- Adrianne Allen, Austin Trevor, Harold Meade and Philip Strange in the film
- Directed by: Leslie Hiscott
- Screenplay by: Brock Williams; H. Fowler Mear;
- Produced by: Julius Hagen
- Starring: Austin Trevor Adrianne Allen Elizabeth Allan
- Cinematography: Sydney Blythe
- Edited by: Jack Harris
- Production company: Twickenham Film Studios
- Release date: 14 December 1931;
- Running time: 80 minutes
- Country: United Kingdom
- Language: English

= Black Coffee (1931 film) =

1931 British film by Leslie Hiscott

Black Coffee is a lost 1931 British "quota quickie" film directed by Leslie Hiscott and starring Austin Trevor, Adrianne Allen and Elizabeth Allan. It was written by Brock Williams and H. Fowler Mear based on the 1930 play Black Coffee by Agatha Christie. It was produced by Julius Hagen at Twickenham Film Studios.
== Preservation status ==
The film is believed lost. The British Film Institute National Archive holds a collection of stills but no film or video materials.

==Plot==
Inventor Sir Claud Amory is discovered dead not long after hiring the celebrated French detective Hercule Poirot to track down a stolen formula for high explosives. Sir Claud's household is full of potential suspects, with suspicion falling on his financially troubled son Richard, his son's wife Lucia, whose father was an international spy, and the mysterious Dr. Carelli, an Italian with a dubious past. Utilising his extraordinary deductive skills, Poirot unravels the mystery, unmasking the culprit – a person least expected.

==Cast==
- Austin Trevor as Hercule Poirot
- Adrianne Allen as Lucia Amory
- Elizabeth Allan as Barbara Amory
- Richard Cooper as Capt Hastings
- C.V. France as Sir Claude Amory
- Philip Strange as Richard Amory
- Dino Galvani as Dr Carelli
- Michael Shepley as Raynor
- Melville Cooper as Inspector Japp
- Marie Wright as Miss Amory

==Reception ==
Kine Weekly wrote: "The treatment is a little dilatory for this type of entertainment, but the picture nevertheless contains a few surprises and is embellished with diverting by-play. Leslie Hiscott's direction is sound, but it rather lacks speed and imagination, for it gives one time to think out the plot and furnish its solution, and this rather minimises the dramatic effect."

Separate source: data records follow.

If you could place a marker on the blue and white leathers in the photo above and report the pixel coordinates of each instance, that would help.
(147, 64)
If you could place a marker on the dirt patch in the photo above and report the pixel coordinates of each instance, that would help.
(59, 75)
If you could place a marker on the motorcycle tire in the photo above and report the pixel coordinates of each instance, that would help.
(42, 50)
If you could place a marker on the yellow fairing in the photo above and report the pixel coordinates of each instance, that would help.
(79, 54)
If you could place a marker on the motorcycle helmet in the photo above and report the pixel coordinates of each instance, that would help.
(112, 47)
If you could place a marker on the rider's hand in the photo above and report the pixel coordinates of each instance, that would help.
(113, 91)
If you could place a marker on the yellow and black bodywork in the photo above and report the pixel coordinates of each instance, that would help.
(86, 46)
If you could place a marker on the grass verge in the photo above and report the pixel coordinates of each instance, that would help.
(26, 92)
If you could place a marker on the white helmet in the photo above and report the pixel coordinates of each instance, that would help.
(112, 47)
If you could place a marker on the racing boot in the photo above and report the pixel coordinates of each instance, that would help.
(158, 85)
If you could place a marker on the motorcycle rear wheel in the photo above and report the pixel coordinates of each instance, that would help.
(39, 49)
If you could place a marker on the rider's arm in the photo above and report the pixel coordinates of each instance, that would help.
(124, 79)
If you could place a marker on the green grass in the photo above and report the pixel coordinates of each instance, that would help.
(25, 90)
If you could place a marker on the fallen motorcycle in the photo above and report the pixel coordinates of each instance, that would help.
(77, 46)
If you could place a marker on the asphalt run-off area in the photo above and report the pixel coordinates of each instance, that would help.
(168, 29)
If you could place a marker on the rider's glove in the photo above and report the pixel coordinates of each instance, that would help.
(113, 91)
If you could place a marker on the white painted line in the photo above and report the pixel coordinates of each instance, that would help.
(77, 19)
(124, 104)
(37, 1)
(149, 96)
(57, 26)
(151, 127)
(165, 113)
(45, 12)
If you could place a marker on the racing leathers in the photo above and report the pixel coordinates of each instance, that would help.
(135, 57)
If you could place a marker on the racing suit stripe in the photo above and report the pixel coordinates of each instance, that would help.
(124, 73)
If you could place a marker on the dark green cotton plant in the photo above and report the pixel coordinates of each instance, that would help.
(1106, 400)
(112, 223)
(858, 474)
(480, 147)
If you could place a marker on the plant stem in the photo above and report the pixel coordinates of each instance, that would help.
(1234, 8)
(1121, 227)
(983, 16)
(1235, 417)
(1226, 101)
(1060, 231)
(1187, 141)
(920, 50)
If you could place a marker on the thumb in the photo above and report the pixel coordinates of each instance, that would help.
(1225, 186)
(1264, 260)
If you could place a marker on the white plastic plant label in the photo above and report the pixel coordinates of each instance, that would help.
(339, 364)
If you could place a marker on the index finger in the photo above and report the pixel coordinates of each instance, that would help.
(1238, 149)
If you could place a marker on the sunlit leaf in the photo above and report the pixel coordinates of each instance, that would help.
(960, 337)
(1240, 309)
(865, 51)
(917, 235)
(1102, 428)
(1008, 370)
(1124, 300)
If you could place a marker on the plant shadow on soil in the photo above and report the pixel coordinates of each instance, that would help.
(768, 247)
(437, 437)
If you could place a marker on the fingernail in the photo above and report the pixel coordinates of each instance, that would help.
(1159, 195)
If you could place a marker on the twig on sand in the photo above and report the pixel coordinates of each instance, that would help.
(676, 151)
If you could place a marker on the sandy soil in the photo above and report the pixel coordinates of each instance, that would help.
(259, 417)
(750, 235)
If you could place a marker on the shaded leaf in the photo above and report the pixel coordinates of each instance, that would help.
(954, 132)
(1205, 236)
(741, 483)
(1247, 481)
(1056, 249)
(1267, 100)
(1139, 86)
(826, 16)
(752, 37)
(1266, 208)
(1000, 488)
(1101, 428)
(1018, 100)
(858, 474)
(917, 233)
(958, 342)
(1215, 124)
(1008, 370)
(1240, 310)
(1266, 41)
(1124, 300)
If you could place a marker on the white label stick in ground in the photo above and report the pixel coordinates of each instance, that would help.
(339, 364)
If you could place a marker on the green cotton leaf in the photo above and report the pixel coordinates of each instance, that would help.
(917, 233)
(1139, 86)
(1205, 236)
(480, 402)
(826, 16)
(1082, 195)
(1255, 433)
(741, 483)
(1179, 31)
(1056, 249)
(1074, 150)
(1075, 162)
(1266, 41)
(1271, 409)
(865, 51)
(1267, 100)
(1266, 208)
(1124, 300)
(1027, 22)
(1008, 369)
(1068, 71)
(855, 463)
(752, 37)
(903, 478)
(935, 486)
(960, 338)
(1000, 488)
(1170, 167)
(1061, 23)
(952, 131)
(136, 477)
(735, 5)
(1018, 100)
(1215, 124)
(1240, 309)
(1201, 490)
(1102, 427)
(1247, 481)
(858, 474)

Picture Show wrote: "A workmanlike adaptation of Agatha Christie's murder mystery thriller. ... Well acted and directed, finely recorded."

Film Weekly called the film "An average 'thriller'."

Variety wrote: "It is not by any means a great film, but it's the sort of stuff which will go quite well here. ... Dialog amusing at times, once unconsciously. Austin Trevor once again as Poirot, good if you like this sort of thing. Supporting cast good. Sort of quota footage which doesn't let the theatre down."